Normalization
Extracting Salary Data from Job Descriptions
CleanJobData Engineering
Salary transparency is becoming the law in many regions, but the data is still often provided in unstructured text blocks.
The Challenge
Salary information can appear in many formats:
- "$120,000 - $150,000 per year"
- "£50k - £70k"
- "Up to $200/hr"
- "Competitive salary + equity"
Our Extraction Pipeline
We use a combination of source-specific metadata and advanced regex patterns to extract structured pay data.
1. Structured Field Detection
Some ATS platforms (like Ashby) provide structured compensation fields.
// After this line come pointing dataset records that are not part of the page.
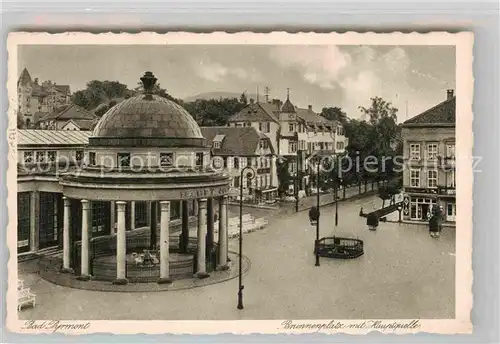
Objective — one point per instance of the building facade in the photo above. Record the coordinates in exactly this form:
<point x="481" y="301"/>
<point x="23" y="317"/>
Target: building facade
<point x="37" y="99"/>
<point x="68" y="117"/>
<point x="234" y="148"/>
<point x="295" y="133"/>
<point x="429" y="155"/>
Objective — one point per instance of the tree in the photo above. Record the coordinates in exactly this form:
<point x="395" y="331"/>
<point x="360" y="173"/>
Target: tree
<point x="334" y="114"/>
<point x="284" y="177"/>
<point x="213" y="112"/>
<point x="384" y="194"/>
<point x="98" y="92"/>
<point x="159" y="91"/>
<point x="382" y="116"/>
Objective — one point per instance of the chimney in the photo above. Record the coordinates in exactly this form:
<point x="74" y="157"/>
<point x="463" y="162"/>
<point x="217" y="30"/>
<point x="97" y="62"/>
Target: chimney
<point x="449" y="94"/>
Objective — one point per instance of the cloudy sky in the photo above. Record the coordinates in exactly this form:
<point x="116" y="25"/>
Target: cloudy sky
<point x="344" y="76"/>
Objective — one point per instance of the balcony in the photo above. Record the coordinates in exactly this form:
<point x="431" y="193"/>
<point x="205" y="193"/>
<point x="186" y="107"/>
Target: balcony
<point x="447" y="190"/>
<point x="447" y="162"/>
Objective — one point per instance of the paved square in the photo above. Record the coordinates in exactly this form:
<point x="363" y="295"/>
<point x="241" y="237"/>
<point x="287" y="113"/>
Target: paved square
<point x="403" y="274"/>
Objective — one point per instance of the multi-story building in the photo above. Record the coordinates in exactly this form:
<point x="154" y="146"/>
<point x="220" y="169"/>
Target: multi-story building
<point x="36" y="100"/>
<point x="294" y="132"/>
<point x="429" y="156"/>
<point x="234" y="148"/>
<point x="68" y="117"/>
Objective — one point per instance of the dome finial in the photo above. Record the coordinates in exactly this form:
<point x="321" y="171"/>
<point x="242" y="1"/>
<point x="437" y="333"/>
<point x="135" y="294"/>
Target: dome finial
<point x="148" y="83"/>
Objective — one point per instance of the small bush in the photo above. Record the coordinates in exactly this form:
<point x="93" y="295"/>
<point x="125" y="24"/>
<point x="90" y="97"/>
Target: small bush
<point x="372" y="220"/>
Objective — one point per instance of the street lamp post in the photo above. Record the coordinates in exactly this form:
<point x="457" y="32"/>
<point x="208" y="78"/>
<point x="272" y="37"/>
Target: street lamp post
<point x="317" y="222"/>
<point x="250" y="175"/>
<point x="296" y="186"/>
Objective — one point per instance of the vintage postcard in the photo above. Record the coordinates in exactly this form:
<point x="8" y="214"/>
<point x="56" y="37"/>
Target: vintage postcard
<point x="240" y="183"/>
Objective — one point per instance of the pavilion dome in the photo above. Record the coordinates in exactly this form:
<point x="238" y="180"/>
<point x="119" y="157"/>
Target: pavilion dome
<point x="147" y="116"/>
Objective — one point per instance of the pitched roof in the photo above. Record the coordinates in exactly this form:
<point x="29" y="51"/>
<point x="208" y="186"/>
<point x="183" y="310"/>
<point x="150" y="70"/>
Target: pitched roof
<point x="442" y="114"/>
<point x="29" y="137"/>
<point x="237" y="140"/>
<point x="255" y="112"/>
<point x="63" y="88"/>
<point x="288" y="106"/>
<point x="25" y="78"/>
<point x="83" y="124"/>
<point x="310" y="116"/>
<point x="70" y="111"/>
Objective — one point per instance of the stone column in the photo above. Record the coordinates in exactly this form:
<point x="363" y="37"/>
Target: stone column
<point x="66" y="239"/>
<point x="148" y="213"/>
<point x="121" y="244"/>
<point x="34" y="220"/>
<point x="112" y="218"/>
<point x="202" y="217"/>
<point x="164" y="247"/>
<point x="223" y="234"/>
<point x="132" y="215"/>
<point x="84" y="274"/>
<point x="210" y="223"/>
<point x="185" y="227"/>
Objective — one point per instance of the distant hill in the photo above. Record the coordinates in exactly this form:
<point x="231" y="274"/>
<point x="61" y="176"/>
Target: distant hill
<point x="217" y="95"/>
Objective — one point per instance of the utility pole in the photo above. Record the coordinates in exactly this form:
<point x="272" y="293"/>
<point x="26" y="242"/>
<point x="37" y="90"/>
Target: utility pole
<point x="266" y="92"/>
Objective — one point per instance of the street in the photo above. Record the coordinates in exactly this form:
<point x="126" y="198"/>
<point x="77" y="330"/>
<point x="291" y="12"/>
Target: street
<point x="403" y="274"/>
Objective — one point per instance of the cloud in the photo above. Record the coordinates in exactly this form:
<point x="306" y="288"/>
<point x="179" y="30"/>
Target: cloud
<point x="356" y="73"/>
<point x="216" y="72"/>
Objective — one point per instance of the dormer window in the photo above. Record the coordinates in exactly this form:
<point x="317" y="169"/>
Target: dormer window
<point x="92" y="159"/>
<point x="217" y="141"/>
<point x="123" y="159"/>
<point x="166" y="159"/>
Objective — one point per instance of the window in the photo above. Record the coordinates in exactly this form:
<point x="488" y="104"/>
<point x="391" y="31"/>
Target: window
<point x="432" y="151"/>
<point x="79" y="155"/>
<point x="166" y="159"/>
<point x="217" y="162"/>
<point x="450" y="179"/>
<point x="415" y="151"/>
<point x="431" y="178"/>
<point x="415" y="178"/>
<point x="92" y="160"/>
<point x="264" y="127"/>
<point x="52" y="156"/>
<point x="450" y="151"/>
<point x="40" y="156"/>
<point x="199" y="159"/>
<point x="123" y="159"/>
<point x="99" y="217"/>
<point x="23" y="220"/>
<point x="28" y="157"/>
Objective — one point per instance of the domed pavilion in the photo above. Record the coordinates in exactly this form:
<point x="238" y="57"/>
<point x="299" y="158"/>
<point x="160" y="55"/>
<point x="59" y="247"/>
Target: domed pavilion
<point x="145" y="149"/>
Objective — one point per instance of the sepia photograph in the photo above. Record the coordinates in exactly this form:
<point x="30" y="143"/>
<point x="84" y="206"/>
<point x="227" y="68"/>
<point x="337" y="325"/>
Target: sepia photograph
<point x="240" y="180"/>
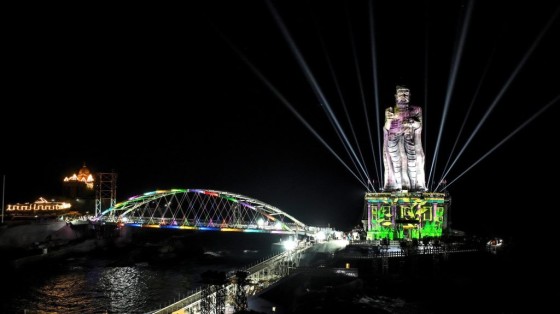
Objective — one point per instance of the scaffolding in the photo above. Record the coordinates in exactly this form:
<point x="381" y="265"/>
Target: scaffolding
<point x="106" y="191"/>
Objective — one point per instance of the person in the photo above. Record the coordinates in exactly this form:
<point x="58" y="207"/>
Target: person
<point x="403" y="156"/>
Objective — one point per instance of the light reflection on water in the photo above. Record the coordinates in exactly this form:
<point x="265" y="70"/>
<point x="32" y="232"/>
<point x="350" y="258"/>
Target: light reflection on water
<point x="81" y="286"/>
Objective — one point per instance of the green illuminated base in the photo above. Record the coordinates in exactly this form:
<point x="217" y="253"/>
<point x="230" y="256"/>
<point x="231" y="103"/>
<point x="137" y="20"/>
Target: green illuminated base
<point x="406" y="215"/>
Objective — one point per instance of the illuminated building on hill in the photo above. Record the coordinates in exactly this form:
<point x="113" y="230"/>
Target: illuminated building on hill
<point x="79" y="185"/>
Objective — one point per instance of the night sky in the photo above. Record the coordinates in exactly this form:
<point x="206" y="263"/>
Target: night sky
<point x="204" y="96"/>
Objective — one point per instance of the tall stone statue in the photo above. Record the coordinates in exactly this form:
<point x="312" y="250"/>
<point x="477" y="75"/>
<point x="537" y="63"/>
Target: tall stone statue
<point x="403" y="155"/>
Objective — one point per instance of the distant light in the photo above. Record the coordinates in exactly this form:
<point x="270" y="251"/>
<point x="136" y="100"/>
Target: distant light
<point x="290" y="244"/>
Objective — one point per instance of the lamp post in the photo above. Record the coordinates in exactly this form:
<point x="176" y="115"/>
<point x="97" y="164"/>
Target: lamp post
<point x="3" y="190"/>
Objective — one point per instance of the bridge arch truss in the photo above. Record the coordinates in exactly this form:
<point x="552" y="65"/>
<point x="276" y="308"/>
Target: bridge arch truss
<point x="199" y="209"/>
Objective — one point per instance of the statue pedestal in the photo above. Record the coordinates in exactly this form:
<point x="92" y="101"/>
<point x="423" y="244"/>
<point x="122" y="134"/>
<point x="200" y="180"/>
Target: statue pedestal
<point x="405" y="215"/>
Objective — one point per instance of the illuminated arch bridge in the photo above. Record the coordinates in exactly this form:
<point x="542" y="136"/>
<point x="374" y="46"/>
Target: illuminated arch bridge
<point x="195" y="209"/>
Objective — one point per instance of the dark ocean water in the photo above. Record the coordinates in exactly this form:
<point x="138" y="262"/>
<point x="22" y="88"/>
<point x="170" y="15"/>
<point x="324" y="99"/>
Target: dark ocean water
<point x="125" y="280"/>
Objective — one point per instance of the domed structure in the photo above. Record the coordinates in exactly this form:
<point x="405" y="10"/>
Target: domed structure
<point x="79" y="185"/>
<point x="84" y="175"/>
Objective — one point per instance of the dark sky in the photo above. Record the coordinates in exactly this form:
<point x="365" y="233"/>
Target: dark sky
<point x="168" y="97"/>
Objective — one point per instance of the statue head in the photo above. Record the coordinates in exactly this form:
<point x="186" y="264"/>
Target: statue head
<point x="402" y="96"/>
We prioritize these as they are the most accurate.
2. Regex-Based Parsing
For unstructured text, we run a series of patterns to identify:
- Currency symbols ($, £, €, etc.)
- Numeric ranges
- Pay periods (hourly, monthly, annual)
3. Normalization
Once extracted, we normalize the values:
- Annualization: Hourly and monthly rates are converted to annual equivalents for easy comparison.
- Currency Mapping: We identify the ISO currency code.
Using the Data
Our API exposes these as three clean fields:
salary_min: The lower bound of the range.salary_max: The upper bound.salary_currency: The ISO code (e.g., "USD").
This allows you to build powerful filters like "Jobs paying over $100k" without having to parse descriptions yourself.